12-30-2015 02:30 PM
I have a challenge importing CSV files.
1) my csv file has over 100 columns, but I only need <20. So I have been doing proc import and then "keep" statement. Is there a way to import only few columns out of these 100+ using other procedures, maybe INFILE ?
2) The other issue I am haivng is that some of these 100+ variable names are very long, so when I import them the names get truncated. How do I avoid that ? I am considering INFILE and do the INFORMAT statement with INPUT But then I dont want to write the name of 100+ variables with INPUT option whereas I only need 10-20 at the most.

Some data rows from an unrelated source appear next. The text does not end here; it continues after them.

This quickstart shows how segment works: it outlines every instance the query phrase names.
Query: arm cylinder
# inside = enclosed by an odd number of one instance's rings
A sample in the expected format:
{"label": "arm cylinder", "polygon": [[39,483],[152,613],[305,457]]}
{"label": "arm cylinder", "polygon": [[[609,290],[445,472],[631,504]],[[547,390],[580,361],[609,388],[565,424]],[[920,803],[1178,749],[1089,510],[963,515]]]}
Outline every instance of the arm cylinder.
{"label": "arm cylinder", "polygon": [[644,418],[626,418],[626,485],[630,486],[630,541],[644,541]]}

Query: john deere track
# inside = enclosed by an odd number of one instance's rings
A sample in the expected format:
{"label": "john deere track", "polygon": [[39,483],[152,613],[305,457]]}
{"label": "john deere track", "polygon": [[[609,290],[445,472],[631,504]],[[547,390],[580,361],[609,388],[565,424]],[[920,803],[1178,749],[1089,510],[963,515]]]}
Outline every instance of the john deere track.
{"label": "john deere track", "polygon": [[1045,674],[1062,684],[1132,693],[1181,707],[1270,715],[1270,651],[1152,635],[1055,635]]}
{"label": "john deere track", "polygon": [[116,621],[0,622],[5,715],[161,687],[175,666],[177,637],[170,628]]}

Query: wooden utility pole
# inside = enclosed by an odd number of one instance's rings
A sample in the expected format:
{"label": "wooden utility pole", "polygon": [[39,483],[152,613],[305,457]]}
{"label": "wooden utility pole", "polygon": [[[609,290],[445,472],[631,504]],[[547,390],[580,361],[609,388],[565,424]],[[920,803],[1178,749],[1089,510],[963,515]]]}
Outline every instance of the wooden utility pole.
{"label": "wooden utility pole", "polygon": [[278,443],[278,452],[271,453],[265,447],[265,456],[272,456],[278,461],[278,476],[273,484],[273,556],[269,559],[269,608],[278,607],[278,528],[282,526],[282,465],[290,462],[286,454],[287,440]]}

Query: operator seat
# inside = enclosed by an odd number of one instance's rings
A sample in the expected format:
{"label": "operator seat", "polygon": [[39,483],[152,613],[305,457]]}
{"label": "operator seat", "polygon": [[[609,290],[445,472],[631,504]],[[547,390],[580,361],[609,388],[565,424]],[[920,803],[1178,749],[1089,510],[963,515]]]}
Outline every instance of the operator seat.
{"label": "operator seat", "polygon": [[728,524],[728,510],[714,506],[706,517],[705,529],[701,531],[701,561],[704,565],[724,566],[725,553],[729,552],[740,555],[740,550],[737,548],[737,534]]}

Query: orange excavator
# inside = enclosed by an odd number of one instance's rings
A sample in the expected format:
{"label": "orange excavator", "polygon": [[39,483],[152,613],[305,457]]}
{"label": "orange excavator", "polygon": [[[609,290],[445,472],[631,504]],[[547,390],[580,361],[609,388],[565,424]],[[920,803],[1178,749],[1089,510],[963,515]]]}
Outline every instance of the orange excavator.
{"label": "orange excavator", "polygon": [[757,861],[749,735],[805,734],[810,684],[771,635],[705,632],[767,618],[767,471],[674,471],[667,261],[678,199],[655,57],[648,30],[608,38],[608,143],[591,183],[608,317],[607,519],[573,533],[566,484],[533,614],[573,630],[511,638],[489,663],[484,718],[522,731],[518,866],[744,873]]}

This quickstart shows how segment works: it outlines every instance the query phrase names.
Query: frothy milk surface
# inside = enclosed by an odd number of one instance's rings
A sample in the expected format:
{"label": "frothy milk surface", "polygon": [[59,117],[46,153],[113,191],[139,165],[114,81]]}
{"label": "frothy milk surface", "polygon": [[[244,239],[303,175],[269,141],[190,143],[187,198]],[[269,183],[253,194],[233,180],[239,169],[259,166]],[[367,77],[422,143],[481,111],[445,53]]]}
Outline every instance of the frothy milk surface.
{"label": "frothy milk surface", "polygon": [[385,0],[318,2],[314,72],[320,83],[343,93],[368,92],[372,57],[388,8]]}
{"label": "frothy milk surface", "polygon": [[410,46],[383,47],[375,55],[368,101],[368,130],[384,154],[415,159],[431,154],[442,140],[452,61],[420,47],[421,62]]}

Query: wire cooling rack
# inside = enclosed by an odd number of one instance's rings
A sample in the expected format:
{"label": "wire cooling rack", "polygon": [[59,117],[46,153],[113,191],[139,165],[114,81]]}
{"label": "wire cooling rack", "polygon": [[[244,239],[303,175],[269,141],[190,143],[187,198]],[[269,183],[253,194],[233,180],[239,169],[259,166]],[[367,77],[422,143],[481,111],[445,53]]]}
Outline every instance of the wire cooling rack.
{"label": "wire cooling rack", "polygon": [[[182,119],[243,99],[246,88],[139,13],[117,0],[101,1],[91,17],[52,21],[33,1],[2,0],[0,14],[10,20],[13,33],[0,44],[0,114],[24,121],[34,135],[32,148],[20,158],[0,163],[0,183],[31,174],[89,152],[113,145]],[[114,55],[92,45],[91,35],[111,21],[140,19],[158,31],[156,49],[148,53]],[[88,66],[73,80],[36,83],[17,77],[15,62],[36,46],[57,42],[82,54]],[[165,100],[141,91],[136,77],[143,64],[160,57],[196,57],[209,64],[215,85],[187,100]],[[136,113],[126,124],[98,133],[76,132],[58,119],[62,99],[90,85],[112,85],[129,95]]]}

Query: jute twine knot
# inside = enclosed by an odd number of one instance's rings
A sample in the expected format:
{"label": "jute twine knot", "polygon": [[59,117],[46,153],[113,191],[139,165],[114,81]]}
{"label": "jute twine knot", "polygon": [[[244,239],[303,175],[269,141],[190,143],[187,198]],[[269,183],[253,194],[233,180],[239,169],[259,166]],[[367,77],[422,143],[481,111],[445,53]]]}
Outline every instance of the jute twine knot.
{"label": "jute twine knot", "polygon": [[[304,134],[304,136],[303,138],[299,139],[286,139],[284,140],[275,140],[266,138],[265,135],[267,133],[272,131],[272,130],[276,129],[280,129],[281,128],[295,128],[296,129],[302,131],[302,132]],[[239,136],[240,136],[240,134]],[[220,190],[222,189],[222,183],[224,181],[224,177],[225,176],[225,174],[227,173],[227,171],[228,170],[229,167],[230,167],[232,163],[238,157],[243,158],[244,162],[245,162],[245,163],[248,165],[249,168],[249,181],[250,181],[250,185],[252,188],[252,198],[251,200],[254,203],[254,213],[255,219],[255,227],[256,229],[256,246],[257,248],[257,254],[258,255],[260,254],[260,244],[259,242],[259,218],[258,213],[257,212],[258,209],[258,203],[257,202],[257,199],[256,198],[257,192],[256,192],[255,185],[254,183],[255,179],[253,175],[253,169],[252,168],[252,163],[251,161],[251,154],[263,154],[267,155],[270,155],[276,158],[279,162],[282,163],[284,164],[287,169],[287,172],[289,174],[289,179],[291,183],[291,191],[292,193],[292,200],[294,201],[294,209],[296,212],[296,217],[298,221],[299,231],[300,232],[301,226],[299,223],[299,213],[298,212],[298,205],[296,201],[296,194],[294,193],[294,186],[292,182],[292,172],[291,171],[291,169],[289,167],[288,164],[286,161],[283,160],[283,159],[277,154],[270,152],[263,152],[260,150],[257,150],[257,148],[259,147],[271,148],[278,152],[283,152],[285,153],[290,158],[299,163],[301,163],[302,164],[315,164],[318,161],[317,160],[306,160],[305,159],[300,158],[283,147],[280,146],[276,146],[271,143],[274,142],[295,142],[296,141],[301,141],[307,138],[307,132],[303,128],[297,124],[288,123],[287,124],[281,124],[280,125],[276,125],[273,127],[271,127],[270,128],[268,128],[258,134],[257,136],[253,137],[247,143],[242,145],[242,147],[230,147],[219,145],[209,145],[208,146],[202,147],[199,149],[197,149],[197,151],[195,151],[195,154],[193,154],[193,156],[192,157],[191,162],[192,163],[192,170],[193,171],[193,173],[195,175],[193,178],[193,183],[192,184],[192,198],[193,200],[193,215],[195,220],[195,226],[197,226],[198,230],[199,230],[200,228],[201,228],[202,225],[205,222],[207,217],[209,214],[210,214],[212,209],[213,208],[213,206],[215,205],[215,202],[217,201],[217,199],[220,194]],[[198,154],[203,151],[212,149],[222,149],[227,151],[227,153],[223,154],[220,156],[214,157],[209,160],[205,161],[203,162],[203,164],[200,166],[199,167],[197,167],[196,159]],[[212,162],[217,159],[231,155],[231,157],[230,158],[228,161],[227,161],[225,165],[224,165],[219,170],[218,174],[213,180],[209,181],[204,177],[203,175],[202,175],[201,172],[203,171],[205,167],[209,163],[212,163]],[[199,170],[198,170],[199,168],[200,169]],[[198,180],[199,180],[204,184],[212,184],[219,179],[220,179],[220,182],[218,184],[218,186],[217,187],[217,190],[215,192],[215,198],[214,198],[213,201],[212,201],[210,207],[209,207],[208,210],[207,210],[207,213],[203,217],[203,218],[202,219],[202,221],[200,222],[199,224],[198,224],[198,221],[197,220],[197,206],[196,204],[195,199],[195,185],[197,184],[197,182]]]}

Thanks a bunch in advance.
12-30-2015 03:52 PM
12-30-2015 03:56 PM
One set of possible solutions for both questions is the same:
Proc import generated datastep code to read csv files. After you run proc import there will be code in the log for that data step.
Copy the code from the log into the editor. Remove any variables from INFORMAT, FORMAT and INPUT statements past the last one you want. If some other variables are still there, add a DROP statement for those.
To get useable, nicer names, do a search and replace on the generated names to what you would like.
I recommend adding a label statement to describe the columns you want.
Unfortunately the way delimited data read with list input you can't skip any variables. But you need not read the entire row, just up to the last one you want.